A higher logit means the model thinks that token is more likely.
Example:
"the cat sat on the"
might produce high scores for:
mat floor chair sofa
and low scores for unrelated tokens.
Training: comparing prediction with reality
During training, the model already knows the real next token.
If the input is:
the cat sat on the
and the real next token is:
mat
then the model is rewarded for assigning high probability to “mat”.
This is done with cross-entropy loss.
The model is not told “understand cats” or “learn grammar”.
It only gets one job:
given the previous tokens, make the real next token more likely.
Repeated billions of times, this simple task creates surprisingly rich behavior.
Why we shift the targets
The model input might be:
[the, cat, sat]
But the target is shifted by one:
[cat, sat, down]
So each position learns to predict what comes next.
This is the core trick behind language model training.
Generation: choosing one token
At inference time, there is no known target.
The model gives us a probability distribution, and we choose a token.
There are different ways to choose:
- greedy decoding: always pick the most likely token
- temperature: make choices more or less random
- top-k: only sample from the best k tokens
- top-p: sample from the smallest likely set of tokens
Then we append the chosen token and repeat the process.
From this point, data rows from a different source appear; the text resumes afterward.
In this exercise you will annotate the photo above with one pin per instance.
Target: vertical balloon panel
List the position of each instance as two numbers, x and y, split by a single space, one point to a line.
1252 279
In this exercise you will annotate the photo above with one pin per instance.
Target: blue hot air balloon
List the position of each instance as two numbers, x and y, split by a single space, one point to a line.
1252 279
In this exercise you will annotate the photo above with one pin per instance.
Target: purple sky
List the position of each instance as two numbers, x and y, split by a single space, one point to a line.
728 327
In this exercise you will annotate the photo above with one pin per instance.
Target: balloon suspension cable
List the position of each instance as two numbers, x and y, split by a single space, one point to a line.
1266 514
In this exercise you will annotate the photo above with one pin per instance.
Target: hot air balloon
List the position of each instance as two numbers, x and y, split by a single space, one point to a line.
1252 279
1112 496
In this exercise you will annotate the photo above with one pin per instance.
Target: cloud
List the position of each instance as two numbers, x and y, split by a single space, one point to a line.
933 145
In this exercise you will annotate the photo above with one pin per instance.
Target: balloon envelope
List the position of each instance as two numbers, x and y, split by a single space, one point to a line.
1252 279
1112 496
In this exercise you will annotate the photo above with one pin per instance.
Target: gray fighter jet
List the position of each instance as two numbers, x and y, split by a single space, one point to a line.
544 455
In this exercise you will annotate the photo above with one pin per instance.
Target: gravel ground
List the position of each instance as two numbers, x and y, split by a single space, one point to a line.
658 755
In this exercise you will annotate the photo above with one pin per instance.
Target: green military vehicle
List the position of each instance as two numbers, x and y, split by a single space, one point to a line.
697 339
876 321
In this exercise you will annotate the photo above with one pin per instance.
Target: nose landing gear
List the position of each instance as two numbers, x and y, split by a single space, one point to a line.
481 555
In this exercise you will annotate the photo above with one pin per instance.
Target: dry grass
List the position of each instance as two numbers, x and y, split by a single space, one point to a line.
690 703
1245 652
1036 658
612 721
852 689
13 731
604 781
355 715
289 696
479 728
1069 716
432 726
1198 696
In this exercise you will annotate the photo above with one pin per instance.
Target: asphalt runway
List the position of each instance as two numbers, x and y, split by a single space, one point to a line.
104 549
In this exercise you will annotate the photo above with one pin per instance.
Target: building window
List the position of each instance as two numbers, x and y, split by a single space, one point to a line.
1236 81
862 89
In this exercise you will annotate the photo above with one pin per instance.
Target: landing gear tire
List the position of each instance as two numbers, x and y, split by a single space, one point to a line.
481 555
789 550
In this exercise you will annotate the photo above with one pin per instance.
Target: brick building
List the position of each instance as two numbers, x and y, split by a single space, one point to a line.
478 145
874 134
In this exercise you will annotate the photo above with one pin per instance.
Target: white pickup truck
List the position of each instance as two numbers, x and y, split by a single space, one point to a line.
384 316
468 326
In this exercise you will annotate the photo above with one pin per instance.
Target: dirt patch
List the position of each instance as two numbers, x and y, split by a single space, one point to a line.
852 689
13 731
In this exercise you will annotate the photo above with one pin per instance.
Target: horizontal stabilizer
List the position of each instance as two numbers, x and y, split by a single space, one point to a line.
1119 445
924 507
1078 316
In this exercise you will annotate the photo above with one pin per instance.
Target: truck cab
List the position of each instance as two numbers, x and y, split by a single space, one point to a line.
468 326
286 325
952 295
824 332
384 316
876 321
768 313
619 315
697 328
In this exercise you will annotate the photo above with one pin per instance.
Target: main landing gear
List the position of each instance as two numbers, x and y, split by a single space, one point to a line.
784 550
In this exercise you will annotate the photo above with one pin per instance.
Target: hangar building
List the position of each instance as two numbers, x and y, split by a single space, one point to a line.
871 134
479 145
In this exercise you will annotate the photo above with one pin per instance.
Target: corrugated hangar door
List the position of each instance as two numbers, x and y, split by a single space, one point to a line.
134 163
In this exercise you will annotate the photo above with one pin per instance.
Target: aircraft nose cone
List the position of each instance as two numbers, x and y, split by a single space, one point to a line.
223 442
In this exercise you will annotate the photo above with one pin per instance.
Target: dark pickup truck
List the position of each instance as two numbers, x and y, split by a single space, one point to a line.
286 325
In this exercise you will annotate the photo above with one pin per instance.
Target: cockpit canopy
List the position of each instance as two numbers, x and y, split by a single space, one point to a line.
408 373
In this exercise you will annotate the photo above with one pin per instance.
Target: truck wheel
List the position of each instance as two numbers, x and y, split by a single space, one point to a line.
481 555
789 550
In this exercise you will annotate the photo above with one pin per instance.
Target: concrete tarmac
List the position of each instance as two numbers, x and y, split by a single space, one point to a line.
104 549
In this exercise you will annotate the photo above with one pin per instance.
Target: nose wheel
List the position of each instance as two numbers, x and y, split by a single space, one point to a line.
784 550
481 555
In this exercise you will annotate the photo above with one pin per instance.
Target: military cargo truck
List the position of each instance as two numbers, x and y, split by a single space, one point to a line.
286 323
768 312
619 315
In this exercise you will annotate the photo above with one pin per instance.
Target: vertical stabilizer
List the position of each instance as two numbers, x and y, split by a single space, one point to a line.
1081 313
That loop is text generation.
Important realization
The model never writes a sentence in one step.
It writes one token.
Then another.
Then another.
Every answer is just this loop:
encode prompt
run transformer
predict next token
append token
repeat
Conclusion
Part 4 was about giving tokens context.
Part 5 is about turning that context into a probability distribution over the vocabulary.
This is where the model finally becomes generative.
Not because it understands language the way humans do, but because it has learned a powerful statistical game:
predict the next token well enough, and language starts to emerge.